The U.S. Navy’s massive new MQ-4C Triton surveillance drone, unveiled in June 2012, reached a new milestone Thursday. At 7:53 a.m., one of the 131-foot wide aircraft landed at Naval Air Station Patuxent River in Maryland following its first cross-country flight, the Navy said. The drone soared at heights of more than 50,000 feet at times; it departed from a facility in Palmdale, Calif., owned by its maker Northrop Grumman, late Wednesday. It flew along the U.S.-Mexico border, over the Gulf of Mexico and across Florida before turning north up the Atlantic Coast.
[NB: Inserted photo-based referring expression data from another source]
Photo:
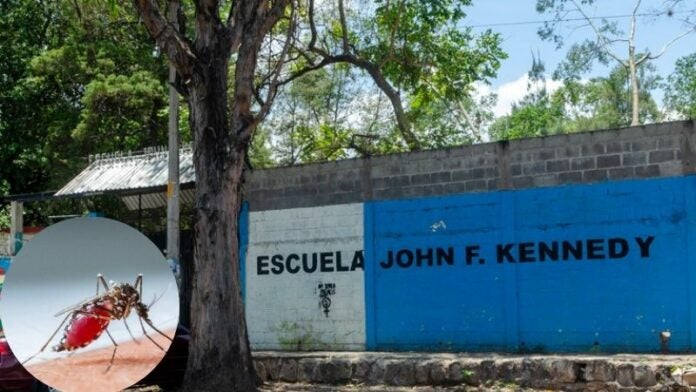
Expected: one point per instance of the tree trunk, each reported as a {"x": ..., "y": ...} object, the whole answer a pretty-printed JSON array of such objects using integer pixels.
[
  {"x": 635, "y": 93},
  {"x": 219, "y": 357}
]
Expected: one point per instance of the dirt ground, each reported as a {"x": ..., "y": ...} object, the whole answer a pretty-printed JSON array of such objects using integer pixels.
[{"x": 86, "y": 371}]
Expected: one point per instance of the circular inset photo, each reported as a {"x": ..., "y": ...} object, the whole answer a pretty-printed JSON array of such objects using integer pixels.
[{"x": 89, "y": 304}]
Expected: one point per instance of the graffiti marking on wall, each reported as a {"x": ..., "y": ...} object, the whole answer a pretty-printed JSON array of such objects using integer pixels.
[{"x": 326, "y": 290}]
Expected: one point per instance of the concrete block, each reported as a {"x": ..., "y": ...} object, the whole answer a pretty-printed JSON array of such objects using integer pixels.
[
  {"x": 545, "y": 180},
  {"x": 585, "y": 163},
  {"x": 461, "y": 175},
  {"x": 534, "y": 168},
  {"x": 646, "y": 144},
  {"x": 522, "y": 182},
  {"x": 669, "y": 142},
  {"x": 595, "y": 175},
  {"x": 440, "y": 177},
  {"x": 620, "y": 173},
  {"x": 617, "y": 147},
  {"x": 545, "y": 155},
  {"x": 661, "y": 156},
  {"x": 648, "y": 171},
  {"x": 605, "y": 161},
  {"x": 671, "y": 168},
  {"x": 515, "y": 170},
  {"x": 557, "y": 165},
  {"x": 634, "y": 158},
  {"x": 476, "y": 185},
  {"x": 593, "y": 149},
  {"x": 478, "y": 173},
  {"x": 568, "y": 152},
  {"x": 454, "y": 187},
  {"x": 420, "y": 179},
  {"x": 570, "y": 177}
]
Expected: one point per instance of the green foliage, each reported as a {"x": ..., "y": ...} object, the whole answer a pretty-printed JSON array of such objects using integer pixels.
[
  {"x": 122, "y": 112},
  {"x": 680, "y": 89},
  {"x": 600, "y": 103},
  {"x": 80, "y": 77},
  {"x": 424, "y": 50}
]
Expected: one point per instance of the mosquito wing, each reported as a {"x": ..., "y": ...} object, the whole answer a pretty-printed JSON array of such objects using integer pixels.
[{"x": 77, "y": 305}]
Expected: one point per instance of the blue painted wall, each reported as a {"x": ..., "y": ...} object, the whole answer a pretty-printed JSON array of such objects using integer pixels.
[{"x": 592, "y": 302}]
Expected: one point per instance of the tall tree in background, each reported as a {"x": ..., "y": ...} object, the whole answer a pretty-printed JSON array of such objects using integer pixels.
[
  {"x": 680, "y": 89},
  {"x": 600, "y": 103},
  {"x": 262, "y": 45},
  {"x": 608, "y": 40}
]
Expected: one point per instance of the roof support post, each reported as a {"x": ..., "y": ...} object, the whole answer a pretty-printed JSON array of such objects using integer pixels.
[
  {"x": 16, "y": 227},
  {"x": 173, "y": 236}
]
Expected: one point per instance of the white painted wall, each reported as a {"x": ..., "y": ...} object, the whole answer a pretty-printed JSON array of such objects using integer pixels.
[{"x": 283, "y": 310}]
The drone is expected to supplement the Navy’s new P-8 Poseidon surveillance plane, performing what the service calls Broad Area Maritime Surveillance, or BAMS.
A descendant of the Air Force’s Global Hawk unmanned aircraft, MQ-4C Triton will rely on radar, infrared sensors and advanced cameras to provide full-motion video and photographs to the military.
Northrop Grumman said Thursday that over the next few weeks, two other Triton drones will fly to Maryland. One is owned by the Navy; the other is a demonstration aircraft owned by the defense firm.
The MQ-4C Triton is expected to be fully operational in 2017.